The listeners were always being brutally brought back to reality. This romance existed only in their minds. The heroine was but a child.
“And he took you to the convent?”
“He was heading for Troyes, holding me firmly in front of him on his horse. I felt reassured. Suddenly I came back to my senses. I h
ad to escape or be in prison for life.”
“All the same, Jeanne, the convent isn’t so terrible.”
“I know now. At that time, it seemed like a fate worse than death. I decided to run away. I still had the bag of mustard powder I had been carrying around in vain all those years. I slipped my hand into my pocket and carefully stuck my fingers in the powder. I had taken a long time to decide and we were approaching the first houses in the town.”
“And you did it? You dared to blind your benefactor?”
“In my eyes he wasn’t my benefactor. I think I’d become a little mad from grief and fatigue. I turned around and, sharply, I threw the mustard in his face.”
Sitting on their beds, Anne, Geneviève and Marie shuddered as they relived that heroic scene.
“You did dare, Jeanne, that’s terrible. Was he furious?”
“He cried out and put his hands to his eyes. I was about to jump when he caught me by the shoulder and growled between clenched teeth, ‘Silly little fool. You won’t get away from me.’
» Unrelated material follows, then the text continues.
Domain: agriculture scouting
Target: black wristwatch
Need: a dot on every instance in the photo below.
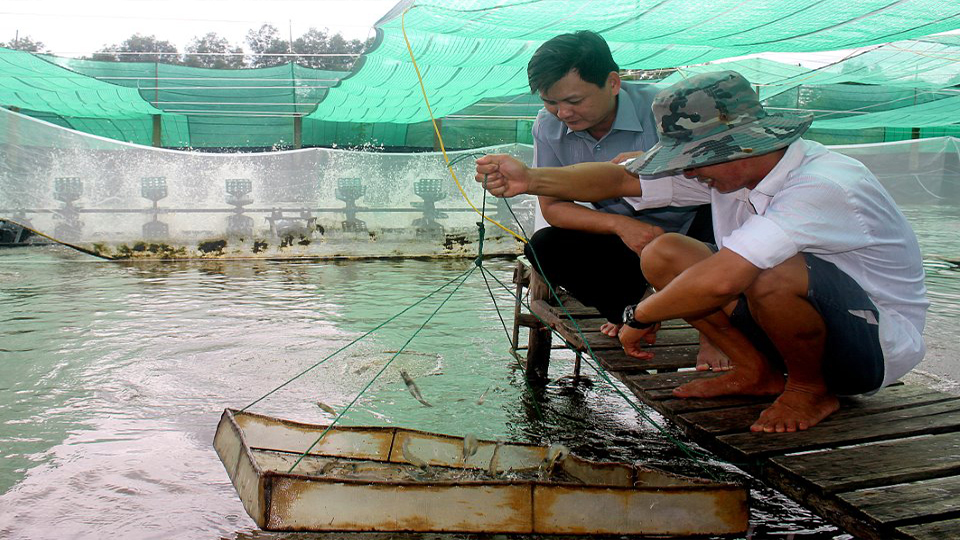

“He didn’t let me go. He threw back his head while tears ran from his reddened, closed eyes. He tried to rub his eyelids with his free hand. I felt him shaking against me. He took out his handkerchief, just like the one he’d given me the other time, and held it out to me with a trembling hand.
“‘Quick, wet it with the water in my flask.’ I emptied the water onto the handkerchief, then right onto his upturned face. He shook his head and clenched his teeth. He held the handkerchief up to his eyes and groped for the reins. The horse had come to a stop.
“I put them into his hand and he dug his heels into his mount. In a gasp he said, ‘take me to the convent. I can’t see anything. You burned my eyes!’
“I was terrified. I don’t remember how we reached the convent.
“In front of the congregation gate I said to him, ‘Here it is.’ I’d already been by there with Grandfather, and he’d pointed out the windows with their opaque glass and the high, thick wall.